Strength training is an overlooked component of physical fitness by too many people these days but it is a very important part of maintaining quality of life, especially as one ages. I really regret piddling away my 20s only doing LISS cardio.
21 weeks ago
21 weeks ago Link To Comment
Your lumping of rowers with cyclists and runners is a mistake. Elite-level rowers do not look anything like elite-level cyclists or runners. A typical male elite-level rower is 6'4" and weighs 210-230 lbs. A typical elite-level female rower is about 6 feet tall and weighs 180. Rowing is very much about strength as well as endurance. If you want proof that, spend 15 minutes on a good rowing ergometer, like the Concept II. Rowers weight-train. I agree that training with free weights (not machines) is far too neglected as a fitness regimen and I'm sure its better at maintaining bone mass than any of these aerobic exercises, including rowing. But the reason for that is that same reason that few people actually row: you can't just step in the gym and start lifting. You have to spend some time learning how to do it correctly.
21 weeks ago
21 weeks ago Link To Comment
Strength endurance. In fairness to Mark, he probably has some articles in the wings about the benefits of that. You are correct that rowing should not be lumped in with running. But both running and rowing have been natural components of human life since before the dawn of history.

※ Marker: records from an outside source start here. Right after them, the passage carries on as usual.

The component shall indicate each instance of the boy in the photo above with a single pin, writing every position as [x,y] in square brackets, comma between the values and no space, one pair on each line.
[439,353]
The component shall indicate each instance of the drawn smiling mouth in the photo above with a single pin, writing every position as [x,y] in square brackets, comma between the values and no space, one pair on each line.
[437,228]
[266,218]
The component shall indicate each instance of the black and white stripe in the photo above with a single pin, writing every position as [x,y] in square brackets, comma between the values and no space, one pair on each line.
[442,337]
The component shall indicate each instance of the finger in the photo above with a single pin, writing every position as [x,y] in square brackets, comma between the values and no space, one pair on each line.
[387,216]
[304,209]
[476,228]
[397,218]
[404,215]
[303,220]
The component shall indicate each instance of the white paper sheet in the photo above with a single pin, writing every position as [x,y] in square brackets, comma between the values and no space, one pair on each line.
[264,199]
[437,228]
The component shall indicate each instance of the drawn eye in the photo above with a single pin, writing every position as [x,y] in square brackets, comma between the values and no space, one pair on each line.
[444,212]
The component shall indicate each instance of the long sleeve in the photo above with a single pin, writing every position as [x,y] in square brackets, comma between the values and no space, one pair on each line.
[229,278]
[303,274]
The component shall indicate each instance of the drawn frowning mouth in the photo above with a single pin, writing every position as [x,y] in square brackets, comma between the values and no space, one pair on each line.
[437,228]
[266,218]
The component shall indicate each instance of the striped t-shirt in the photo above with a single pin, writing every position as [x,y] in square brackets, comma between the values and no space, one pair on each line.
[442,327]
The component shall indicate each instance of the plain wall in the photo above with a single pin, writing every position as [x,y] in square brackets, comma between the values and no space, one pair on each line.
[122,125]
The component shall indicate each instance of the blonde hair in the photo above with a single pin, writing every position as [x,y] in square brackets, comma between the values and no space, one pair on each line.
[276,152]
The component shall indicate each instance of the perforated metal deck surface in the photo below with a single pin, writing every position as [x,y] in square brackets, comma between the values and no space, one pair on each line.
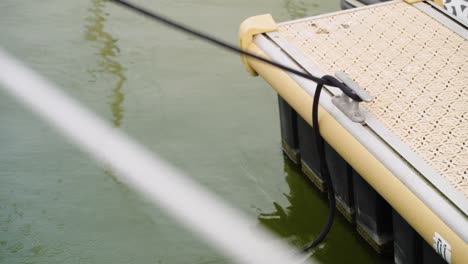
[416,69]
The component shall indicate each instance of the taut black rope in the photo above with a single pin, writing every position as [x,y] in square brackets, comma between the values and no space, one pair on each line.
[325,80]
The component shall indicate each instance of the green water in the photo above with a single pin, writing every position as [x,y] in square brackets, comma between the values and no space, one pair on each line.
[193,104]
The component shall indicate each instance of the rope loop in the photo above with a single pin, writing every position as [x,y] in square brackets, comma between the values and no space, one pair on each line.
[334,82]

One thing about our ancestors and running, though? Much of the endurance that made sustained running possible was probably not derived from running per se, but the high volume of overall physical activity, including a lot more walking than running. Also, cutting down and dragging trees, skinning hides, farmwork (neolithic) hauling water, etc. Humans ran, using their built up aerobic capacity, only when they absolutely had to, and not, usually, for the sheer joy of it, except in a prehistoric childhood.

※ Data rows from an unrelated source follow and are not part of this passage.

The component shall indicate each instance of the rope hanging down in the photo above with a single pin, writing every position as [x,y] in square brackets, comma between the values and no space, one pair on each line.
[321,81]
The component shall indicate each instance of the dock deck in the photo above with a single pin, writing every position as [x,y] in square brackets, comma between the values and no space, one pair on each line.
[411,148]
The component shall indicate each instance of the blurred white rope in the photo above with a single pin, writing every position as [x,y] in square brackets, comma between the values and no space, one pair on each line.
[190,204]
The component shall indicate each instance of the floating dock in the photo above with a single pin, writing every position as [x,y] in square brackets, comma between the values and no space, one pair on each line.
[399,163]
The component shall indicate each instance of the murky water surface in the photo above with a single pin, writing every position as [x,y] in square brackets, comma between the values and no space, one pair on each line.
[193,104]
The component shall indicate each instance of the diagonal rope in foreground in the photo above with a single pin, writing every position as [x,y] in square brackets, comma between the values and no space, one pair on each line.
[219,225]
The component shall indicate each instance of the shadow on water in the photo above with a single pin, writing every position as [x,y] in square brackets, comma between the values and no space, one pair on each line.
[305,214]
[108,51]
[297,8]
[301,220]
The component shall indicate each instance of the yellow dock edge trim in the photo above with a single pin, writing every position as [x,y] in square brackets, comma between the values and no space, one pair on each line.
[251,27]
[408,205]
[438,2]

I built the foundation for my ability to run long distances at a good pace by doing high-rep squats (20-plus reps with serious weight. 315 lbs. in my case).
21 weeks ago
21 weeks ago Link To Comment
I used to run about a 10 minute mile, normally doing 3, 4 or 5 miles, did some crunches and weight trained in my mid 30s. I was in the best shape of my life with that routine. Not drinking booze, ever, was really the key to that success.
21 weeks ago
21 weeks ago Link To Comment
Really? I know some very good lifters who drink.
21 weeks ago
21 weeks ago Link To Comment
Mark, maybe look up the catabolic affect that alcohol can have on hypertrophy process. I know from your bio that you don't really have an appropriate academic background to be commenting on such things, so that's why i suggest you look it up. Sorry to sound harsh, but I can't express how disturbing it is to see someone speaking as an expert and in absolutes just because they've endured in an industry.
21 weeks ago
21 weeks ago Link To Comment
So you are saying these lifters that drink do not exist? Are you going to look up my bio to determine whether or not I am qualified to have an informed opinion? Which part of "Really? I know some very good lifters who drink." Is the absolute that you are taking issue with? The only absolute in this thread that I see is the "no booze, ever...." part.
21 weeks ago
21 weeks ago Link To Comment
And I know of many (non-American in particular) Olympic lifters who smoked, as well as drank. :-)
21 weeks ago
21 weeks ago Link To Comment
Damn! Great article! I was completely unaware of the antithetical nature of endurance vs. muscle-building!